The 2-year period allows for a reevaluation of cases after which either a permanent residency status (10-year renewable green cards) is granted or an order for removal issued.

This 2-year non-renewable green card is currently given to, among others, aliens married to a U.S. citizen. To remove the conditions on a green card based on marriage, aliens need to prove to authorities that they entered the marriage in good faith and did not get married to evade U.S. immigration laws.

This is not to doubt the good faith of refugees in general. But the reevaluation of cases some three years after resettlement in the United States could be helpful on many levels. It would afford an extra layer of vetting and could help uncover false asylum claims that went through the cracks or spot early radicalization trends. It would also help reveal real motivations (including opportunistic stands) and determine whether the integration process is well under way.
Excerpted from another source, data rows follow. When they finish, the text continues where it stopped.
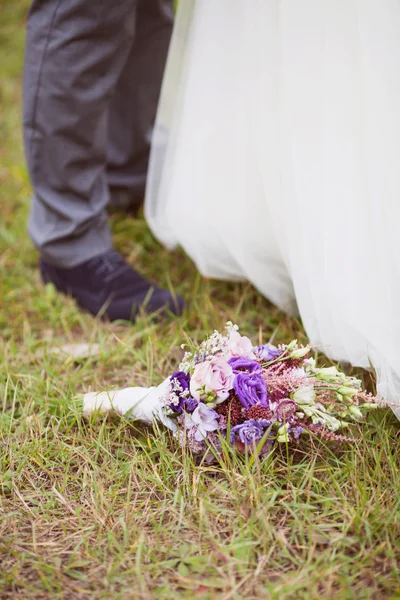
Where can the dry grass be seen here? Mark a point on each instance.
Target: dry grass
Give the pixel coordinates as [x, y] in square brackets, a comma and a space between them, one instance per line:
[107, 510]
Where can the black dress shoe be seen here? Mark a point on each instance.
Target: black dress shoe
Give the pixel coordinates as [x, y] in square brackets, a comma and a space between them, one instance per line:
[108, 286]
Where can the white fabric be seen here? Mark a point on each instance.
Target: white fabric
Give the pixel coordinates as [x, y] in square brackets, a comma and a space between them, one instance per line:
[282, 163]
[142, 404]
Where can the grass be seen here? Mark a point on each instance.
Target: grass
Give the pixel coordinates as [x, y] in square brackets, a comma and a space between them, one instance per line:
[105, 509]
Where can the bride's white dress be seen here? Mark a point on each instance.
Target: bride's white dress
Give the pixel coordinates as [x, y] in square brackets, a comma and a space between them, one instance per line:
[276, 159]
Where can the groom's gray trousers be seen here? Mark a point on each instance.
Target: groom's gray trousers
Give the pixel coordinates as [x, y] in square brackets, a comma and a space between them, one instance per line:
[93, 71]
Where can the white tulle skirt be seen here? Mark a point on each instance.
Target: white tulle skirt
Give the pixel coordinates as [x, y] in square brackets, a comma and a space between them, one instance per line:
[276, 159]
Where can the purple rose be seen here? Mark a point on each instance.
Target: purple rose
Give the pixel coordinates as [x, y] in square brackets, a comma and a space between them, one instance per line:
[251, 389]
[246, 365]
[203, 420]
[248, 432]
[190, 404]
[180, 382]
[268, 352]
[182, 378]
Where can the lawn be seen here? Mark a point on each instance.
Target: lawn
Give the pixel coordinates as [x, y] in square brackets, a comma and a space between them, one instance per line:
[107, 509]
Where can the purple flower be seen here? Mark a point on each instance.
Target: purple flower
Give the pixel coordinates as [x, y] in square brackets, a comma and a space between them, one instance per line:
[250, 389]
[296, 432]
[203, 420]
[190, 404]
[248, 432]
[268, 352]
[180, 382]
[246, 365]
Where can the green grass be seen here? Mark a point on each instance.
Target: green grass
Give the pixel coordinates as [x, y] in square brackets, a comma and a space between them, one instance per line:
[104, 509]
Furthermore, this three-year window might be a chance for refugees to reconsider their stay. Refugees might find life in the U.S. too hard or too different, or simply feel homesick. The situation in their home countries could have also evolved, making return possible.

The outcomes and motivations to naturalize differ from one migrant to another. For some, as Dr. Marteen Peter Vink from Maastricht University observes, naturalization does not equate with assimilation but instead facilitates return migration to the country of origin or out-migration to another destination. Dual citizenship in this context allows for circular mobility to take place.

This could be the case of Australia's unwanted refugees resettled in the United States (the first 25 of whom have left for the U.S.) under a deal made by the outgoing Obama administration and carried out by President Trump. Most were not keen on coming to the United States to begin with; Australia was and still is their preferred destination (for many, family members were already settled there). What prevents those resettled refugees from taking advantage of the American system and going to Australia as American citizens five years from now?

The same applies to Syrian refugees who ache to go back to Syria, like Firas al Ahmad, a 30-year-old Syrian mechanic resettled in Dallas with his wife and kids. Let's listen to him on the eve of his departure to the U.S.: "Syria is everything, it is everything to me. The minute the war is over I will go back. Even now I wish it would end today, before we leave, so that we could go home." Such emotions are not surprising early on. But is a change of heart certain?

Humanitarian assistance is necessary, but granting the most advanced legal status in an expedited manner to refugees who have suffered great losses is not. It is best to allow for wounds to heal and desires to progress.